The aim was to suppress inflation by cooling the economy through monetary tightening.



However, even after that, there was no sign of an end to inflation, and the consumer price index in June 2022 increased by 9.1% compared to the same month of the previous year, the highest level in about 40 years. .



For this reason, the Fed decided to significantly raise interest rates by 0.75% four times in a row from June 2022 to its November meeting.



The rate of increase in the consumer price index announced afterward continued to be lower than the previous month, so the Federal Reserve Board held meetings in December 2022, January 31, and February 1, 2023. The rate of interest rate hikes will be reduced one after another.



However, due to the effects of rapid interest rate hikes, three banks, including Silicon Valley Bank and First Republic Bank, went bankrupt between March and May 2023.



This was because the prices of the bonds held by banks fell sharply, forcing them to sell them, incurring large losses, and raising concerns about their management.



Even under these circumstances, the Federal Reserve has shown a stance of prioritizing inflation control and has decided to raise interest rates by 0.25% in March and May 2023, respectively.

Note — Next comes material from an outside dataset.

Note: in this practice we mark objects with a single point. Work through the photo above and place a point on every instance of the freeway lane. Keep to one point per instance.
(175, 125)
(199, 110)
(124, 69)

Since March 2022, interest rates have been raised 10 times in a row.



At the June meeting, the Bank decided not to raise interest rates in order to assess the impact of previous monetary policy, including rapid interest rate hikes.



This is the first time that interest rate hikes have been postponed since March 2022.



On the other hand, at the meeting in July 2023, it was decided to raise interest rates by 0.25% due to the continuing labor shortage, which is a factor in inflation.



The policy interest rate ranged from 5.25% to 5.5%, the highest level in 22 years since 2001.



The Fed has now raised interest rates a total of 11 times since March 2022.



Subsequently, at the September-December 2023 meeting, the market held off on raising interest rates for three consecutive meetings due to factors such as the rise in prices calming down and signs of improvement in the labor shortage, which was a factor of inflation. There was a growing belief that the situation was over.